David Wiley, a Brigham Young associate professor and open-education leader, praises Mr. Johansen's research as "the first piece of empirical work I am aware of that demonstrates clearly that a distance-learning program can simultaneously (1) provide a significant public good by publishing open courseware and (2) be revenue positive while doing it."
That could be welcome news for a movement whose past projects have been largely paid for by outside grants. The philanthropic support is now running out for key ventures, a situation that has already shut down Utah State University's OpenCourseWare. Writes Mr. Johansen: "From a financial perspective, there do not appear to be any organizations currently running large-scale, self-sustaining open-publishing initiatives."


Comments
1. robabel - February 02, 2010 at 05:42 pm
This finding is consistent with other open course efforts around the world such as OpenLearn at the UK's Open University. However, to determine the "return on investment" it would be necessary to understand what the cost was relative to student revenue gained PRIMARILY due to the publishing of the open material (versus those that would have enrolled anyway). Also, it may be possible that some students were actually lost due to viewing the open material - how to track that.
But, the bottomline here is that this is a good strategy as the cost for conversion is typically not high - and may be zero in some instances.
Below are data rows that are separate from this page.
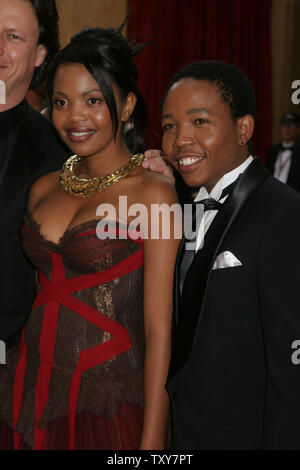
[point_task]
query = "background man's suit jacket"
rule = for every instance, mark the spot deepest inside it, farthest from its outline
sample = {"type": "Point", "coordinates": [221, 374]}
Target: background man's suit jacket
{"type": "Point", "coordinates": [294, 172]}
{"type": "Point", "coordinates": [232, 382]}
{"type": "Point", "coordinates": [37, 151]}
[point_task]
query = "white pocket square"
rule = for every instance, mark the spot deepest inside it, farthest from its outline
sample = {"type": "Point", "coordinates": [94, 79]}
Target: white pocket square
{"type": "Point", "coordinates": [226, 260]}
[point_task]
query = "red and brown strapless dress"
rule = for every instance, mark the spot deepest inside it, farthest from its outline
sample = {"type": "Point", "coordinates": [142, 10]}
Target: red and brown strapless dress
{"type": "Point", "coordinates": [76, 379]}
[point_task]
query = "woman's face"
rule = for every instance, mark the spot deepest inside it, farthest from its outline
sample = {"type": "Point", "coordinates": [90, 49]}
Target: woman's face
{"type": "Point", "coordinates": [200, 137]}
{"type": "Point", "coordinates": [80, 113]}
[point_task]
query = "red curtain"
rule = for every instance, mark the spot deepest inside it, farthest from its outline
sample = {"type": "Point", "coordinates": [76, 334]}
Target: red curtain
{"type": "Point", "coordinates": [182, 31]}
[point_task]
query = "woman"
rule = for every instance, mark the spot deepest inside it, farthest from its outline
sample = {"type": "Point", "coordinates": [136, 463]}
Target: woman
{"type": "Point", "coordinates": [93, 359]}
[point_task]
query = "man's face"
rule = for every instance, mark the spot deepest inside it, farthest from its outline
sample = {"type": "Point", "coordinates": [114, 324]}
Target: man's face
{"type": "Point", "coordinates": [19, 49]}
{"type": "Point", "coordinates": [200, 138]}
{"type": "Point", "coordinates": [288, 132]}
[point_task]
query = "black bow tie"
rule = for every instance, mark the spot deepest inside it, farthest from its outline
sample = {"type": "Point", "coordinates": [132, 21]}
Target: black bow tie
{"type": "Point", "coordinates": [282, 147]}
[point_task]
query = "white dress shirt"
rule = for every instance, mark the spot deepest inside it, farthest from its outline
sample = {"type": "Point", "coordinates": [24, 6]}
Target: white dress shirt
{"type": "Point", "coordinates": [215, 193]}
{"type": "Point", "coordinates": [283, 162]}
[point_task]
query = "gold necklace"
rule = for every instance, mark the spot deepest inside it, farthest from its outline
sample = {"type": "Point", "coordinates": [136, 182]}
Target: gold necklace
{"type": "Point", "coordinates": [83, 187]}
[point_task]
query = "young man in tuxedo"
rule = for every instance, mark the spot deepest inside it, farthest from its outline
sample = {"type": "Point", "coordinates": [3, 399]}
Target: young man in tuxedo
{"type": "Point", "coordinates": [29, 145]}
{"type": "Point", "coordinates": [234, 379]}
{"type": "Point", "coordinates": [283, 160]}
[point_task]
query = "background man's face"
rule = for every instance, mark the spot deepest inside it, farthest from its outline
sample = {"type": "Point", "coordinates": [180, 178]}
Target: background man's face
{"type": "Point", "coordinates": [19, 49]}
{"type": "Point", "coordinates": [288, 132]}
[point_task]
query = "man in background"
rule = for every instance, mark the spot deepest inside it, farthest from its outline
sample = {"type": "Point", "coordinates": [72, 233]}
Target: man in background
{"type": "Point", "coordinates": [283, 159]}
{"type": "Point", "coordinates": [29, 145]}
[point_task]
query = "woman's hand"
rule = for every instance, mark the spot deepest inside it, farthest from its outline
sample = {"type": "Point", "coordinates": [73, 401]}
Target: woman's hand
{"type": "Point", "coordinates": [156, 161]}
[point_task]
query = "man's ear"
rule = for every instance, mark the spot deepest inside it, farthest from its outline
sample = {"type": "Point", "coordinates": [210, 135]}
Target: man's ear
{"type": "Point", "coordinates": [245, 128]}
{"type": "Point", "coordinates": [128, 106]}
{"type": "Point", "coordinates": [40, 55]}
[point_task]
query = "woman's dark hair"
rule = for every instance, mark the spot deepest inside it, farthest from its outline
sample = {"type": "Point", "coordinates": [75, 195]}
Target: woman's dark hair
{"type": "Point", "coordinates": [235, 87]}
{"type": "Point", "coordinates": [107, 56]}
{"type": "Point", "coordinates": [47, 16]}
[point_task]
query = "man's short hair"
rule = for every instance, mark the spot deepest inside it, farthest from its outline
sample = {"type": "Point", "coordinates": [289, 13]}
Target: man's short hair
{"type": "Point", "coordinates": [235, 87]}
{"type": "Point", "coordinates": [47, 17]}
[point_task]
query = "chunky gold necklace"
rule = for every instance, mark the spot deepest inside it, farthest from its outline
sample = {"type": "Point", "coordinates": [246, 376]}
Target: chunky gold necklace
{"type": "Point", "coordinates": [83, 187]}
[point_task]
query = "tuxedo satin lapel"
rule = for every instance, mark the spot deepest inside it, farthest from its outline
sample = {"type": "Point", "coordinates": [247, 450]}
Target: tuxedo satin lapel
{"type": "Point", "coordinates": [18, 168]}
{"type": "Point", "coordinates": [193, 300]}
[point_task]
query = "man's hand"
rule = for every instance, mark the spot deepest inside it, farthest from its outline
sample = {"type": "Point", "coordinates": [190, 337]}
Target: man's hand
{"type": "Point", "coordinates": [156, 161]}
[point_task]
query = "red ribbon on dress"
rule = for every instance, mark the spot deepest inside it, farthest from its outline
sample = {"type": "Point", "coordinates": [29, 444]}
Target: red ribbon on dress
{"type": "Point", "coordinates": [54, 293]}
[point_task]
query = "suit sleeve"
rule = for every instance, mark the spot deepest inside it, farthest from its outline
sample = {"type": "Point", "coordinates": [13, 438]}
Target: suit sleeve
{"type": "Point", "coordinates": [279, 289]}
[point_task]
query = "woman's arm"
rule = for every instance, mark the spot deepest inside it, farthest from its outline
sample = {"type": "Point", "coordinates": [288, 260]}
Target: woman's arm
{"type": "Point", "coordinates": [159, 261]}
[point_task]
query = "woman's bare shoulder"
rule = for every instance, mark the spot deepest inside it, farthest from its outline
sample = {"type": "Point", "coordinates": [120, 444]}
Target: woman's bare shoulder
{"type": "Point", "coordinates": [157, 188]}
{"type": "Point", "coordinates": [42, 187]}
But, then again, we could argue that students are better served by greater transparency on expected learning outcomes and teaching methodologies in general - not necessarily having to go down into the course materials to figure out if this is the right course for them.
Rob Abel
IMS Global Learning Consortium
http://www.imsglobal.org/
2. arrive2__net - February 03, 2010 at 01:27 am
I think it is revealing that the open courseware provided an advertising function. Certainly it would establish good will, and a sense of knowing what the school expects in the course in prospective students. Students who otherwise may be completely unfamiliar with the school can get to know it. I seems to me that such course material may have some value to the high school students, thus may address the prospective campus student in that way also.